To avoid execution of several DB transactions at once, e.g. when one worker will proceed with asynchronous cascade deletion of the network and all its resources and other one would try to update one of the ports/subnets it will be needed to add check of the network’s status for all CREATE/UPDATE/DELETE operations for ports and subnets as well as for attach/detach subnets from the routers.
Security Impact¶
None
Performance Impact¶
Finding and removing all the resources to be cascade deleted will be slow, so the cascade deletion of a network with many resources may take a long time.
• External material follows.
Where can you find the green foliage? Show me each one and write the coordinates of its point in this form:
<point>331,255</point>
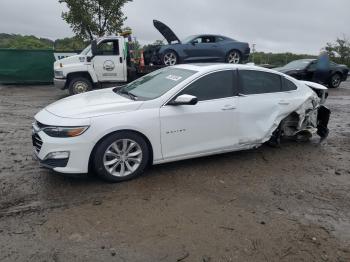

To minimize that time, we can think of a couple of optimizations like:
Implementing bulk port deletion,
Removing a port from a trunk automatically if it is the trunk’s subport.
Implementation¶
Assignee(s)¶
- Primary assignees:
Sharon Koech <skoech@protonmail.ch> (IRC: skoech)
Work Items¶
REST API update.
ML2 plugin update.
CLI update.
Documentation.
Tests and CI related changes.
Testing¶
Unit Tests.
API tests.
Documentation Impact¶
User Documentation¶
The new API option must be documented in the Neutron api-ref document.